In fine form

In fine form

The firmament of 21st-century top-tier industrial designers is one dominated firmly by men. It's a fact that's simply impossible to quibble with. Yes, every year at Salone del Mobile in Milan or Maison & Objet in Paris, there are female breakout stars who take one's breath away with the ingenuity and sheer audacity of their designs, but the number who manage to break through and convert their designs into actual production and eventual brand recognition is minuscule.

All the more reason to admire and applaud the singular achievement of Patricia Urquiola. In terms of consistency and fearlessness, she more than deserves her place in the pantheon of world-class designers.

And the fact that the 53-year-old Spanish-born, Milan-based designer has never played the gender card is all the more telling. Her presence at the table has been achieved through a combination of trailblazing talent, luck, instinct and a great deal of commercial chutzpah.

And being canny and self-assured enough in her talent to never repeat herself.
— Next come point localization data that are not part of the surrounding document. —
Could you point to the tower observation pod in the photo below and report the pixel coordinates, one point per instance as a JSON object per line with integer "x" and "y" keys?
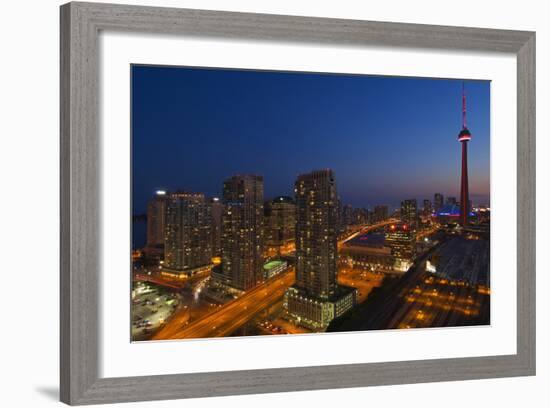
{"x": 464, "y": 137}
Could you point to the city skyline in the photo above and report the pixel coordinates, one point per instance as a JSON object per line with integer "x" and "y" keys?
{"x": 256, "y": 186}
{"x": 165, "y": 115}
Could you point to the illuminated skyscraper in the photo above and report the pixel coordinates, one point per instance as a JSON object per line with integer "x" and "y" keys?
{"x": 242, "y": 232}
{"x": 438, "y": 201}
{"x": 188, "y": 244}
{"x": 216, "y": 210}
{"x": 402, "y": 241}
{"x": 280, "y": 222}
{"x": 156, "y": 220}
{"x": 450, "y": 201}
{"x": 380, "y": 213}
{"x": 427, "y": 208}
{"x": 316, "y": 299}
{"x": 409, "y": 212}
{"x": 464, "y": 137}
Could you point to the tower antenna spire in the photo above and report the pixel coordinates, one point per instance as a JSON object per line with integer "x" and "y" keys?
{"x": 464, "y": 125}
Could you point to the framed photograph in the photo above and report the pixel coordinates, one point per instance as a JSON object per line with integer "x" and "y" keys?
{"x": 261, "y": 203}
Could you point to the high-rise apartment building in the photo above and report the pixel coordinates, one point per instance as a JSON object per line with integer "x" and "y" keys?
{"x": 156, "y": 216}
{"x": 188, "y": 242}
{"x": 438, "y": 201}
{"x": 316, "y": 299}
{"x": 216, "y": 211}
{"x": 280, "y": 222}
{"x": 402, "y": 241}
{"x": 409, "y": 212}
{"x": 427, "y": 208}
{"x": 242, "y": 232}
{"x": 380, "y": 213}
{"x": 451, "y": 201}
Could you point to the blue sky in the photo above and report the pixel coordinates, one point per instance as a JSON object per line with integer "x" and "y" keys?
{"x": 386, "y": 138}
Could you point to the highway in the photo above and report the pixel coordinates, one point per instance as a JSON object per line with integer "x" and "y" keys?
{"x": 229, "y": 317}
{"x": 232, "y": 315}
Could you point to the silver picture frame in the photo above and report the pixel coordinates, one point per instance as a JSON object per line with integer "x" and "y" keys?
{"x": 81, "y": 23}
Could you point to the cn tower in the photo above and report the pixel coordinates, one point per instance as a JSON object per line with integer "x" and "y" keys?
{"x": 464, "y": 137}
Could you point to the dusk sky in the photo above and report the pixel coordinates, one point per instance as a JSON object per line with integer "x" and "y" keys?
{"x": 386, "y": 138}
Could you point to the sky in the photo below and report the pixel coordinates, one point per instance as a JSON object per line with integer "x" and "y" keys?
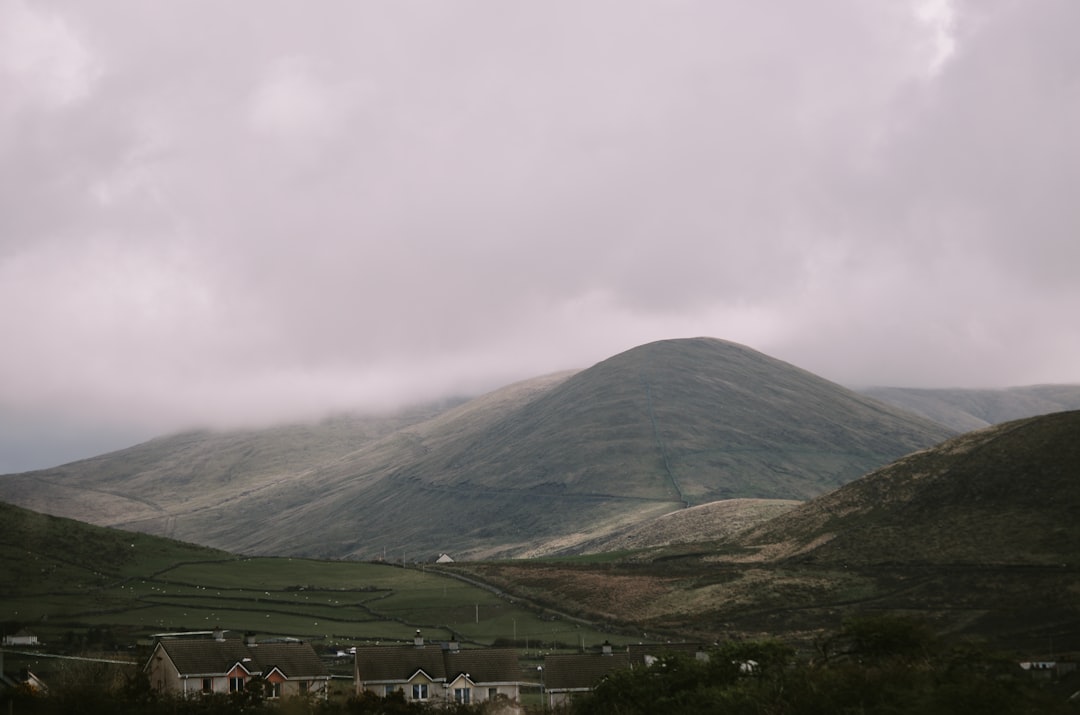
{"x": 230, "y": 214}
In the world according to Ms Urquiola, the secret to staying in the game for nearly a quarter of a century is never repeating herself. "After every project, I start all over again," she says.

"I bank on the experience of all the work I do with great clients, but I never create a style."

It shows. The breadth of her work is inspiring. Whether it's the grand interiors for the Mandarin Oriental hotel in Barcelona, a chair for Moroso, or a surrealistic opera stage set, when it comes to design, there's very little that she hasn't turned her hand to. "My philosophy is to try to keep a kind of intellectual rigour," she says. Which is not surprising, really, considering her mentors have included greats such as Vico Magistretti and Piero Lissoni, the latter for whom she was manager of design until she started her own business in 2001 in Milan.

Trained as an architect (her graduating thesis was on renowned Italian industrial designer Archille Castiglioni), Ms Urquiola achieves in her work what she acknowledges is a tricky balance between the intellectual rigour that is her trademark, and accessible (read consumer-friendly) utilitarianism. "I always try to keep very free in my ideas."

A different eye

Inspiration comes from the very act of "living, and watching society with a different eye", she says as she name-checks Jasper Morrison and Konstantin Grcic as designers who she admires for their work and research methodology, adding: "I am always trying to sense what's happening in the present, look for signs of the future, while also looking back."

But despite this amorphous assessment of her work, there is a very subtle element of precise bravado, one that is articulated most fully in her furniture design. Case in point is Gliss-Up, a wardrobe she's just designed for Molteni & C. Unusually, the module floats above the floor, leaving a metre-high space below for shelves, storage and display; and instead of melamine resins or faux wood, the interiors are lined with cedar which Ms Urquiola loves for the fragrance.

"Cedar is a kindness, I think," she says, demonstrating a forceful practicality in so mundane a piece of furniture. Who else, much less which other woman designer, would think of the olfactory element when opening a cupboard?

Not surprisingly, this has been a busy year for Ms Urquiola and her 35-strong Milan office. In addition to Bow, a bijou deconstructed table made of two pieces of bent plywood with no corners or joints, she is fresh off a Best of Competition win at Neocon in Chicago for Openest, a practical but comfy collection of upholstered sofas, pouffes, tables and recyclable moulded polyester space-dividers she created in collaboration with Haworth.

On the "to do list" are two hotels - one on Lake Como, the other in Milan - as well as restaurant projects in Paris and Spain, residences, and retail projects for Missoni, Panerai, Santoni and Gianvito Rossi.

She is currently working on the interior design of Oasia Downtown, a hotel and office tower in Peck Seah Street. Designed by Singapore architects WOHA for the Far East Organisation, the entire height of the 27-storey building is swathed with external green walls of creepers and flowering plants, and punched through with internal sky gardens.

Bringing experience to life

A veritable tower of Eden, the building achieves a staggering green plot ratio of 750 per cent - in other words, the garden space is over seven times the size of the land.

What has most struck Ang Chow Hwee, the lead WOHA architect on the project, about Ms Urquiola's creativity is "her imagination of how the space should be experienced. She brings that experience to life with her composition of materials. She is fully aware of the spatial volumes of the spaces and she is very clever to take advantage of that to great effect. She is a very rational designer".

Not surprisingly, the sheer out-of-box creativity of Oasia Downtown, due to be unveiled in late 2015, appeals to Ms Urquiola. "It's a very challenging project," she says with approval. "Light and nature are important, and in a city where it's normal to stay indoors with air-conditioning, it is offering a different experience. I think it's an interesting example of a smart city that is trying to excel in many categories."

It's a sentiment that we could just as easily apply to Ms Urquiola.